My legs ached and shook quite miserably after latin workshops with Tal and Vlada today. I've decided once and for all that while I can enjoy parts of latin, my favorite part is when samba is over. But I digress from my story. Pat, a friendly acquaintance from salsa nights and who is in adv 1, walked out to his bike the same time I went to get mine. As we rode off in the same direction, we soon discovered (about the point of Atherton Hall) that we live within a street of each other.

And then it began to rain.

At first it was a light rain and didn't bother our cycling at all or our conversation. Within a few brief moments, the skies opened as they are wont to do in State College, and we were soaked. He yelled, "Let's go!" and we took off as fast as we could up the  campus sidewalk along College. But it was no use. We weren't going to make it before everything was drenched, bags, clothes, shoes, and all. He was in dress clothes and dress shoes. My chacos have lost their tread and also served little use in trying to peddle.
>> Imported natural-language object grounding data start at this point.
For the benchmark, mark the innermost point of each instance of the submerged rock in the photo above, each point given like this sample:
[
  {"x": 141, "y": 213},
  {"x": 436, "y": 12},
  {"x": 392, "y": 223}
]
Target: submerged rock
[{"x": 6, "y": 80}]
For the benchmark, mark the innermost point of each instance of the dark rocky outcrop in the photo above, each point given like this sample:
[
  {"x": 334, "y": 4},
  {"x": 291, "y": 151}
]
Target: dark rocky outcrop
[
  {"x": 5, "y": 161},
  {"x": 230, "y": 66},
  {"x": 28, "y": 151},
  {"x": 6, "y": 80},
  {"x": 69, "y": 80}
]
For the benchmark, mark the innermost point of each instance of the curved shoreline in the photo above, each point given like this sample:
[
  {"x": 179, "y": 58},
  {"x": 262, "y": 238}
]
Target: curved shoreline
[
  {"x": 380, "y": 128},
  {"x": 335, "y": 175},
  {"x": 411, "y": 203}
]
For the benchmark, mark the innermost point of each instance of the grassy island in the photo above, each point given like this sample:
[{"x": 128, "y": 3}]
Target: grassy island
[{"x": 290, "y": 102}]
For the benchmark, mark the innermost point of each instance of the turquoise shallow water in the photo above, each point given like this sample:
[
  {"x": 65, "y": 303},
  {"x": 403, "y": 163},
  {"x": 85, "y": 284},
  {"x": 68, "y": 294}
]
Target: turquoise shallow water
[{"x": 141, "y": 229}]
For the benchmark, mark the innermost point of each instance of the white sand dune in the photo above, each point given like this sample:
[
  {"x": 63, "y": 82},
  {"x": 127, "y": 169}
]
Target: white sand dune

And then everything just seemed as comic and joyful as it could be. I was laughing, refreshed from the cool air and rain, blinking hard so I could see, yelling at pedestrians that I was coming behind them. I was utterly happy in that unwanted, unlooked for rainstorm. It was the feeling of play; like being small again and finding the most banal things delightful to repeat again and again.

Playing in the rain with a friend was a marvelous gift.

Friday, September 23, 2011

Bilbo's (and Frodo's) Birthday Celebration

We threw a grand party in honor of Bilbo and Frodo last night.

Homemade carrot cake (my aunt's recipe) with homemade cream cheese icing. Very fall. Very hobbity.

Party Planner and architect extraordinaire stringing lights over the fence and party tree. Nicolle Mauer did the writing for the incredibly lovely birthday sign.

Candles lit on the front porch. Lord of the Rings on hand for a reading.

Group singing of "Happy Birthday". All the candles we had were lit on the carrot cake (36).